1) Les médias et la société du spectacle
La société de communication a changé les rapports entre l’émetteur et le récepteur dans la
mesure où elle utilise des procédés beaucoup plus subtils que la propagande politique
primaire, qui provoque des réactions négatives et sélectives.
-> Guy Debord, La société du spectacle : notre société ne fonctionne que sur une
immense accumulation de spectacles et de représentations. Le vécu serait complètement
dévoré par la représentation ( exemple : le “diktat“ des marques ). Selon cette approche,
les citoyens deviennent de simples consommateurs de marchandises.
Pour Vaneigen ( Traité de savoir-vivre à l’usage des jeunes générations ), « ceux qui parlent
de communication quand il n’y a que des rapports de choses répandent le mensonge et le
malentendu, réifient davantage ».
Edgar Morin parle lui de “l’industrialisation des âmes“.
Baudrillard : dans la société du spectacle, « nous sommes dans le règne du simulacre,
cadre dans lequel la frontière entre le vrai et le faux peut devenir indécelable ».
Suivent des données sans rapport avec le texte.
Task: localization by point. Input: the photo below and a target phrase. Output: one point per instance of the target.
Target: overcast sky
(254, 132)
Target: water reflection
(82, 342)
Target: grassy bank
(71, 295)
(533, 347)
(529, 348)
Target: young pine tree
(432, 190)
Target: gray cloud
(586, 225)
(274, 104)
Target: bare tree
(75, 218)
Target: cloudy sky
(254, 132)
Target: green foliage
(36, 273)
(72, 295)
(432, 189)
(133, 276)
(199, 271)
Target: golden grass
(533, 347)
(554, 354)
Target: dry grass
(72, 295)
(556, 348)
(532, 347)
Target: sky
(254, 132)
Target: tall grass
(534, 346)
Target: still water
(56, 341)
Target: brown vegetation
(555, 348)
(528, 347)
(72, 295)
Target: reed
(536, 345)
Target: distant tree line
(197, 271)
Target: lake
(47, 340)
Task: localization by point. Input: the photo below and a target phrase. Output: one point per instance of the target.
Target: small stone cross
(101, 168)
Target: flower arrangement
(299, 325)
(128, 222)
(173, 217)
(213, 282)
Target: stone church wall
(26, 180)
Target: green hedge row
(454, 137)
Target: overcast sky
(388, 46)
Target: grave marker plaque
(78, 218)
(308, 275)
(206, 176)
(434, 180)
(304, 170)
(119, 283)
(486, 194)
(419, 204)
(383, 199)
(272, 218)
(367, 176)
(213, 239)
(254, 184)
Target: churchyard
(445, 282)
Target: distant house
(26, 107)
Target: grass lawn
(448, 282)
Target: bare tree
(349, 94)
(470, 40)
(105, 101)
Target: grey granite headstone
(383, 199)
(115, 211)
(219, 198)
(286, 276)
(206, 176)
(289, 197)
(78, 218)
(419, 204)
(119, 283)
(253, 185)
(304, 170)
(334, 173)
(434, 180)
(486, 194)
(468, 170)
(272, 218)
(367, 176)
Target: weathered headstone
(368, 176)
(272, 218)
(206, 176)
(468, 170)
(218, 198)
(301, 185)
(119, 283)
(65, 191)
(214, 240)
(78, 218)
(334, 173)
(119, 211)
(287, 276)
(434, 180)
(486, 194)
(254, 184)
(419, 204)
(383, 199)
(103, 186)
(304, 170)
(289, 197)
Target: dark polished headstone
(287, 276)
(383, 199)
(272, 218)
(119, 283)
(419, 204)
Voir aussi Umberto Eco, L’ère du faux.
Le poids de l’outil de médiation aboutit à l’idée selon laquelle la réalité telle qu’on peut
l’imaginer objectivement se voit substituer de simples représentations du réel.
Exemples :
Timisoara. En décembre 1989, les “soviétologues“ pensaient que le retour en arrière
des régimes soviétiques n’était pas possible. Or, le totalitarisme de l’est s’effondre.
L’un des pays qui restent est la Roumanie ; une révolution éclate. Dans une logique
d’inflation, les médias multiplient les hypothèses sur le nombre de morts. C’est dans
ce contexte que l’on découvre le charnier de Timisoara, dont toute la presse s’empare.
En fait, ce charnier n’existait pas ; il s’agissait de restes chirurgicaux d’un hôpital situé
pas loin. L’agenda médiatique a fait que tous les journaux se sont précipités sur cette
nouvelle. Les rapports internationaux estiment le nombre de victimes de la révolution
roumaine à 766. Or, les médias, à l’époque, ont multiplié ce chiffre par 100 environ.
Pendant ce temps, les Etats-Unis faisaient 4000 morts en intervenant au Panama, mais
personne n’en parlait.
la première guerre du Golfe ( à la suite de l’intervention de l’Irak au Koweït ).
Cette guerre, dont on a aucune image, a été qualifiée de “guerre propre“, de
“guerre chirurgicale“. Or, elle a fait approximativement 200 000 morts,
essentiellement dans la population civile. On s’accorde à dire que, postérieurement à
la guerre, l’embargo a causé 1 million de victimes.
la guerre de Bosnie. Les hypothèses inflationnistes vont bon train, et sont, là
encore, totalement déconnectées de la réalité.
2) L’approche médiologique
Selon l’approche médiologique, c’est le médium qui l’emporte sur les messages, c’est la
technologie médiatique qui définit le modèle de communication à chaque grande étape
historique. On pourrait distinguer trois grandes périodes :
la période de la tradition orale, que Régis Debray qualifie de “logosphère
la “galaxie Gutenberg“ ( MacLuhan ) ou civilisation de l’écrit ( graphosphère“ )
l’âge de la toute puissance de l’image et de l’électronique ( vidéosphère ). Pour
Debray, il n’y a pas de mémoire car il n’y a pas d’écrit.